You are viewing a plain text version of this content. The canonical link for it is here.
Posted to dev@spamassassin.apache.org by Justin Mason <jm...@jmason.org> on 2004/11/21 00:27:07 UTC
TIP: very useful '%seen' trick
this just came up on perl5-porters...
http://www.nntp.perl.org/group/perl.perl5.porters/96100 :
Subject: Re: sharing hash-values
From: btilly[at]gmail.com (Ben Tilly)
...
I forgot who I first saw mention this, possibly gbarr, but the following
variation on %seen seems to be the fastest in native Perl:
my %seen;
undef @seen{@special};
for (@things) {
if (exists $seen{$_}) {
...
}
}
This avoids creating the hash values entirely. (Or at least it did a few
revs of Perl ago.)
Cheers,
Ben
sure enough, using the shared "undef" SV as the magic value is 7% faster and
doesn't allocate the scalars to reduce RAM usage ;) definitely the better
idiom.
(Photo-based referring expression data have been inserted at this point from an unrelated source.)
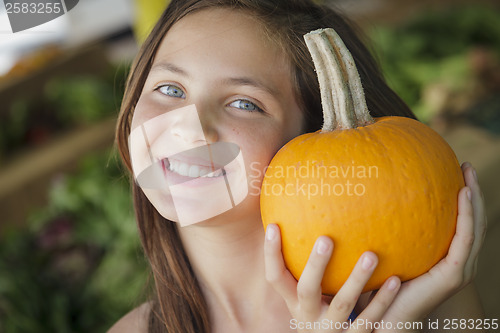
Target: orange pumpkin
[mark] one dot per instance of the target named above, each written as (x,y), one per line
(388,185)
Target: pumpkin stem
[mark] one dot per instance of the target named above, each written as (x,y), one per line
(342,96)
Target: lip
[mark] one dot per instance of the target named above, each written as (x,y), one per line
(173,178)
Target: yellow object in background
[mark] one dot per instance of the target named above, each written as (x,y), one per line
(147,13)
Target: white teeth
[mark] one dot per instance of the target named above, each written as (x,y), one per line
(193,171)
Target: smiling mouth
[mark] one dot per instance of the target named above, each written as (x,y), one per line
(192,171)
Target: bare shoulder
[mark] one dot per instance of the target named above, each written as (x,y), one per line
(136,321)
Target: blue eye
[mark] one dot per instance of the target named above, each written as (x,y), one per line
(245,105)
(172,91)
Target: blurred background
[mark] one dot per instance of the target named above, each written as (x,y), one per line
(70,259)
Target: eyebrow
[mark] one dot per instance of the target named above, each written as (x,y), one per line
(247,81)
(166,66)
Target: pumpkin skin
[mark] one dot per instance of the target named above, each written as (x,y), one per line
(402,204)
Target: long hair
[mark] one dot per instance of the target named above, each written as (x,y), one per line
(178,304)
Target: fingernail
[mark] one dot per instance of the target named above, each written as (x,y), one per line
(270,233)
(474,174)
(322,247)
(393,284)
(367,262)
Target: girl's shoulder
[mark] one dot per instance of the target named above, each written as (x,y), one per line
(136,321)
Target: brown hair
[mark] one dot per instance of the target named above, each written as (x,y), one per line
(179,305)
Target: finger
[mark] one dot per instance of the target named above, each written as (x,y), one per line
(381,302)
(309,286)
(345,300)
(276,272)
(480,221)
(463,240)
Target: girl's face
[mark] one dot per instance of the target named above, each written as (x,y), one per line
(219,63)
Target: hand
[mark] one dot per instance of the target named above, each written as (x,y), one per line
(418,297)
(304,299)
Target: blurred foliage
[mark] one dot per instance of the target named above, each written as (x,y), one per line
(65,102)
(435,50)
(79,267)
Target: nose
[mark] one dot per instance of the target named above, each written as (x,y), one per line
(195,125)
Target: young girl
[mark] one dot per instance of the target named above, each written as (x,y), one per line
(244,65)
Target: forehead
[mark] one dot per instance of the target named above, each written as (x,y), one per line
(225,33)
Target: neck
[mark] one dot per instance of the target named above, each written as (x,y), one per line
(227,258)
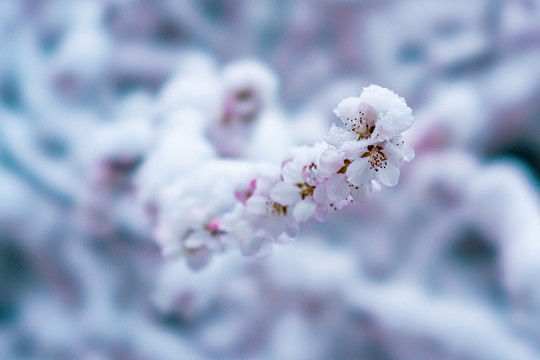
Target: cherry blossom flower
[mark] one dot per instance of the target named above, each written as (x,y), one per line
(300,177)
(265,213)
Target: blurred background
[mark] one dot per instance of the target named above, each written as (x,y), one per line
(446,265)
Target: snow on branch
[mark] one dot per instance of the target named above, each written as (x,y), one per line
(224,204)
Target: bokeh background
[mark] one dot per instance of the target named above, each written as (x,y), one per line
(446,265)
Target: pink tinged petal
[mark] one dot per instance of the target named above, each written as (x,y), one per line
(338,188)
(292,228)
(362,193)
(197,240)
(244,194)
(275,225)
(251,246)
(265,251)
(198,259)
(285,193)
(330,161)
(347,109)
(291,173)
(304,209)
(408,152)
(393,154)
(358,172)
(257,205)
(370,114)
(320,194)
(320,212)
(388,176)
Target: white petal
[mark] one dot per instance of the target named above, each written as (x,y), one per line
(320,194)
(275,225)
(320,212)
(338,187)
(197,239)
(285,193)
(292,173)
(198,259)
(256,205)
(358,172)
(330,161)
(408,151)
(251,246)
(393,154)
(304,209)
(388,176)
(362,193)
(292,227)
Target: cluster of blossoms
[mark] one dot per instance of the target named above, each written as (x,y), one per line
(251,206)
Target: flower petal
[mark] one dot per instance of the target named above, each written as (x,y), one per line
(285,193)
(292,173)
(330,161)
(361,193)
(388,176)
(358,172)
(304,209)
(338,187)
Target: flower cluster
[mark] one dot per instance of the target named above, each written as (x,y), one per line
(251,206)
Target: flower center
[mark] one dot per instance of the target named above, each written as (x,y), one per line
(276,209)
(377,159)
(305,190)
(360,125)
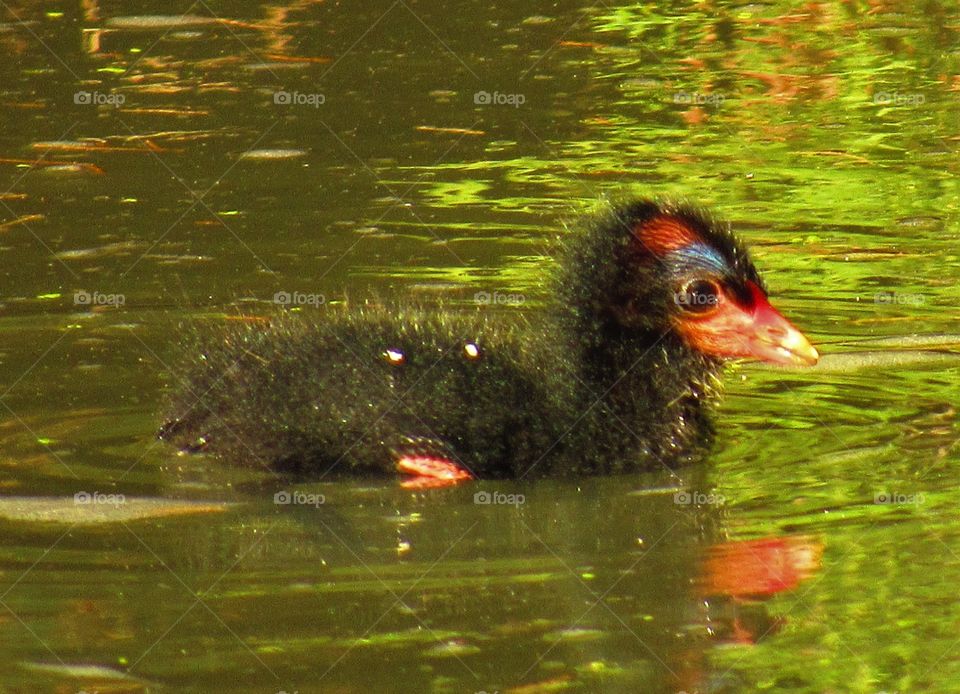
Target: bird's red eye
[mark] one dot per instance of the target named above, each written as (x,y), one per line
(698,296)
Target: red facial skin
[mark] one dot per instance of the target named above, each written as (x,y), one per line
(430,472)
(729,329)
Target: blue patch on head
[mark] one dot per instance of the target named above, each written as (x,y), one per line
(698,256)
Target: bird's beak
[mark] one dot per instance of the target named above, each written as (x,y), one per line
(774,339)
(758,331)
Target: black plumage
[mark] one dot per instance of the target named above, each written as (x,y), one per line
(599,382)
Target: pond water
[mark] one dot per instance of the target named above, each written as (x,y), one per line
(163,163)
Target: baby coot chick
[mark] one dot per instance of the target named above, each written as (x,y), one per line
(616,375)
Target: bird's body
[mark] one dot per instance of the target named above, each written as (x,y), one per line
(610,378)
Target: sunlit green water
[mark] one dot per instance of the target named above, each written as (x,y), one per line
(827,134)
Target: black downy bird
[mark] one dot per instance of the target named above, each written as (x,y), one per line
(616,375)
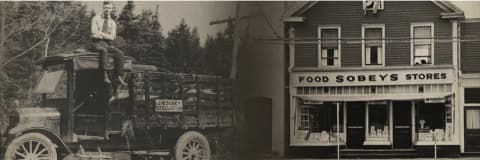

Benchmark:
: jm 1122...; perl psc
Rate traditional undef_keys
traditional 100014/s -- -6%
undef_keys 106684/s 7% --
script:
#!/usr/bin/perl -w
use Benchmark qw(:all);
use strict;
my @things = qw(
foo bar baz foo foo foo bar bar baz baz blarg
);
cmpthese (-2, {
'traditional' => sub {
my $res = '';
my %seen;
for (@things) {
next if $seen{$_};
$seen{$_} = 1;
$res .= "$_\n";
}
},
'undef_keys' => sub {
my $res = '';
my %seen;
# undef @seen{@special};
for (@things) {
next if exists $seen{$_};
undef $seen{$_};
$res .= "$_\n";
}
}
});
(ps: note the 'undef @seen{@special};' -- can be used to undef a list of
already-seen "special" values before the loop.)
--j.